Mais adiante, depois de o ministro do Turismo fazer sua defesa dos cassinos, coisa que desencadeou indisfarçável excitação na turma, Guedes rendeu-se ao tom geral e, ignorando a presença e/ou a opinião da ministra da moral e dos bons costumes, disparou: “Cada um que se foda como quiser, principalmente se for maior de idade, vacinado e milionário”, deixando bem claro a que deus oferece devoção.
A intervenção de Weintraub serviu para lembrar ao chefe que ele é um leal militante do projeto deles, seja este qual for. Parece estar, indiretamente, lamentando o fato de sua pasta estar na mira do centrão, como moeda de troca para evitar o impeachment. A fala desastrada e grosseira, em que afirmou que os ministros do STF, a quem chamou de “vagabundos”, deveriam ser presos, pode render-lhe um processo na Justiça.
Por ora, o ministro Celso de Mello, em texto da decisão que suspende o sigilo do vídeo, reforça até pelo nível de linguagem que o ministro vai ter de prestar contas daquilo que disse: “Essa gravíssima aleivosia perpetrada por referido Ministro de Estado, consubstanciada em discurso contumelioso e aparentemente ofensivo ao patrimônio moral dos Ministros da Suprema Corte brasileira (“Eu, por mim, botava esses vagabundos todos na cadeia. Começando no STF”) – externada em plena reunião governamental ocorrida no próprio Palácio do Planalto, que contou com a presença de inúmeros participantes –, põe em evidência, além do seu destacado grau de incivilidade e de inaceitável grosseria, que tal afirmação configuraria possível delito contra a honra (como o crime de injúria)”.
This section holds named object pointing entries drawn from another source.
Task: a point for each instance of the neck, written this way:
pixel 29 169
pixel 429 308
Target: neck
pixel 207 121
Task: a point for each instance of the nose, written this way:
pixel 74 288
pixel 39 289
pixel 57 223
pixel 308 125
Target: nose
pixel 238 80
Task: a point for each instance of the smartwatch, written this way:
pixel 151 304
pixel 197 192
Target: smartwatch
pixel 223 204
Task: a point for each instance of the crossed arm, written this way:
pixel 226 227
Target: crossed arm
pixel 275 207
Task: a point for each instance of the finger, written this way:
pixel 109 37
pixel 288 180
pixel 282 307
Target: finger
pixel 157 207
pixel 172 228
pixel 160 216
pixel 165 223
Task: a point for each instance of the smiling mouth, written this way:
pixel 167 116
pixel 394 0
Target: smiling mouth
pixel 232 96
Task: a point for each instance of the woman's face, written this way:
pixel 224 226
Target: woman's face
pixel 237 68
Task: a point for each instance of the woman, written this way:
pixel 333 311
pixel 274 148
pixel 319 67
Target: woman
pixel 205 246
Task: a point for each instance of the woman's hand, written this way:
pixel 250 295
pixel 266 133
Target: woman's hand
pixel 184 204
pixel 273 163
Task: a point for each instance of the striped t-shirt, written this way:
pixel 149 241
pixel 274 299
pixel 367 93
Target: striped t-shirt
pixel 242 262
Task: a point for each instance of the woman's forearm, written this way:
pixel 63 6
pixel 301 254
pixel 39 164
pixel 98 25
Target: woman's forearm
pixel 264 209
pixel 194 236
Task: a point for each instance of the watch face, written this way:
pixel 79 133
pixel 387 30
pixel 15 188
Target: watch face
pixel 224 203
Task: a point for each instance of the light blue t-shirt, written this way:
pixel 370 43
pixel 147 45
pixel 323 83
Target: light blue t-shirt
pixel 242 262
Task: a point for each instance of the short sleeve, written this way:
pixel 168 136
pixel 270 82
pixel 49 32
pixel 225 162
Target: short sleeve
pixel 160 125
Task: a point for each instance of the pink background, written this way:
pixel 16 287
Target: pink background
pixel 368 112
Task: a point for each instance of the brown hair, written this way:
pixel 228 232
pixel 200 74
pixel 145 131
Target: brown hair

Damares Alves, com sua contumaz beligerância, demonstrou preocupação com a possibilidade de mulheres feministas virem a reivindicar o direito ao aborto por terem sido vítimas do coronavírus, como fizeram em relação ao zikavírus, que, sabidamente, pode provocar microcefalia no feto caso a gestante o contraia. A preocupação da ministra no momento da pandemia é que as feministas vão encontrar mais uma desculpa para defender o direito ao aborto.
Saber se o vídeo constitui ou não prova de que Bolsonaro queria interferir na Polícia Federal é tema para os juízes. O que fica claro é que o presidente teme ser traído por seu próprio gabinete e faz questão de lembrar os partícipes de que não seriam ministros em outro governo. Verdade. Chega a dizer, em claro recado a Sergio Moro, que perde o ministério o ministro que for elogiado pela Folha, pelo Globo… e pelo Antagonista. Mandetta que o diga.
Bolsonaro passou 30 anos no baixo clero, sem ser incomodado. Parece ter saudade do sossego, de quando ele e a família estavam longe dos holofotes, quando pequenos negócios, “rachadinhas”, quiçá relações mal explicadas com milícias, passavam despercebidos da imprensa, que tinha mais com que se preocupar. No seu entender, investigar seus filhos seria só uma forma de atingi-lo e apeá-lo do poder. Chega a dizer que não tem nenhum apego pela cadeira de presidente, afirmação interessante nas circunstâncias.
De qualquer forma, o estilo chulo (ou “sincero”), embora envergonhe a (alta) classe média, foi capaz de carrear os votos das classes mais baixas, contingente numeroso de pessoas. Se tudo o que ele dizia antes da eleição não foi suficiente para acender o sinal de alerta, os palavrões, neste momento, parecem ser o de menos.